Want to do your bit for global warming? Take off your tie and wear shorts to work, advises Lord Adair Turner, the newly appointed chair of the Climate Change Committee.
According to the Sunday Times report, Lord Turner proposes that British workers should ditch the smart business suit and go for an informal look, to reduce air-conditioning output (hence reducing carbon dioxide emissions), and enable more people to walk or cycle to the office.
He even suggests that civil servants could be the ones to set an example on the new casual dress code.
If this were to happen, workers in the Department for Work and Pensions (DWP) would be the first to rip off their ties, judging from the famous sex discrimination case which came to a head in 2004. A male Jobcentre worker, Matthew Thompson, claimed that it was unfair for men to have to wear a tie when women didn't have a similar dress code, especially when - as in his case - he was not in a public-facing role. Around 7,000 other DWP employees filed similar claims.

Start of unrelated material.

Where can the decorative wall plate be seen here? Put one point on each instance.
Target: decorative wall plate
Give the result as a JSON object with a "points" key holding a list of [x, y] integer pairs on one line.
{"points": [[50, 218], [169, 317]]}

In 2006, another DWP employee, Raymond Akers, tried to claim unfair dismissal and sexual discrimination on similar grounds, but lost his case at the tribunal stage. Before he resigned under pressure he wore extreme outfits to the office as a form of protest. On one occasion, he arrived donning a tie featuring an array of coloured condoms – introducing an entirely new purpose for this arguably pointless clothing item.
However, with the British Medical Association warning that doctors’ ties can spread diseases, there are growing signs that those who hold on to this symbol of respectability could be losing their grip. Lord Turner claims that he won’t be wearing one this summer, and I can report that top government figures have actually been spotted publicy sporting open-necked shirts. Who knows where this environmentally-friendly trend could lead.